According to the position of the anchor point relative to the node, the extension direction of the straight lines at both ends can keep the arrow at the end of the line in the correct direction. Meanwhile, the straight lines at the beginning and end of the line also ensure that the direction of the line can be accurately perceived by the user. As shown in the figure below, the left side of the figure is the default cubic-vertical curve. The line in the red circle in the figure either cannot show the direction of the anchor point relative to the node at the starting end, or the arrow at the end is hidden, both of which will seriously affect the user’s perception of the line direction. The line in the picture on the right completely avoids these two problems, and the line direction is clearer, smoother and more in line with the user’s psychological perception.

To be improved

However, this solution is not perfect, and there are still two problems to be solved simply by adding lines at both ends of the Bezier curve.
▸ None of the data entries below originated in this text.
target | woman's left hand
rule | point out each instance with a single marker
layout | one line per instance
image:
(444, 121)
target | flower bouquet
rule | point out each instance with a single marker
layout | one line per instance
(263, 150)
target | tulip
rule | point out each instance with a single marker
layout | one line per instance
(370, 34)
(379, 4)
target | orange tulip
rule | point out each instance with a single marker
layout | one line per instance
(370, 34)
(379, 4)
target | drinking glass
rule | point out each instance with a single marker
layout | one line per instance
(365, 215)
1. The above scheme uses a Magic Numbe, constant 80, when calculating the control points of the middle Bezier curve, resulting in a strange shape of the curve when the two nodes are close to each other, as shown in the figure below.

   

   Figure 11.

The core of the above problem lies in that we do not have an accurate understanding of the relationship between the control points of Bessel curve and the curve shape, and cannot understand the principle behind Magic Number. The corresponding solution is to understand the control points of Bessel curve. Change the Magic Number to Func (startPoint, endPoint).
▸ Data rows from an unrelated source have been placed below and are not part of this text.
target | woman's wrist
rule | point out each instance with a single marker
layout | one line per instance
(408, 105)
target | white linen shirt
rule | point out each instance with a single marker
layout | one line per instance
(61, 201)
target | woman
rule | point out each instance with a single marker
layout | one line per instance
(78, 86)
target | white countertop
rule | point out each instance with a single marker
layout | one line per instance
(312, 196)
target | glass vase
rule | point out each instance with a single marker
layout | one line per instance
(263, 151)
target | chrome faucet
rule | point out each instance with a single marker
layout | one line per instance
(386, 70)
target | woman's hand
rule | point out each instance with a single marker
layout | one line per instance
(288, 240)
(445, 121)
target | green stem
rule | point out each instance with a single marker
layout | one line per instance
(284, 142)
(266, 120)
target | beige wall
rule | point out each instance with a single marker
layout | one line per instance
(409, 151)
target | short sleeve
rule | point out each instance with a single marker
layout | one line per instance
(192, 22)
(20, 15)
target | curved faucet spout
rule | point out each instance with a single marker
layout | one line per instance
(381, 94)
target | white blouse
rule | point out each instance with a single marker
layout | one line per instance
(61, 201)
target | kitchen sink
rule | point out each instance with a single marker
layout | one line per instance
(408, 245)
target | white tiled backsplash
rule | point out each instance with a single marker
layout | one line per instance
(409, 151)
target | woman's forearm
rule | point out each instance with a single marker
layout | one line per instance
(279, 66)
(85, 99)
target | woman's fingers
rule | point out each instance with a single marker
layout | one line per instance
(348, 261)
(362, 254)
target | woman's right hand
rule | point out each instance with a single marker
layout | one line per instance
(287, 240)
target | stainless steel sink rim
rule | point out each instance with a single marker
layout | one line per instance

2. The above scheme does not perceive the user’s connection direction in the process of curve connection, resulting in great changes in the shape of arrows and curves in the process and results of curve connection. As shown in the figure below, the left is the shape and arrow direction of the curve during the connection process, and the right is the shape and arrow direction of the curve after the connection is completed. The core of this problem is to accurately perceive the direction that users want to connect in the process of connection. The approach of the above scheme is to directly equate the connection direction with the opposite direction of the starting connection anchor point to the node.

   

   Figure 12

The solution to this problem is to determine the direction of the connection line according to the position of the coordinate at the end of the connection line relative to startPoint. The transformation effect is shown in the figure below.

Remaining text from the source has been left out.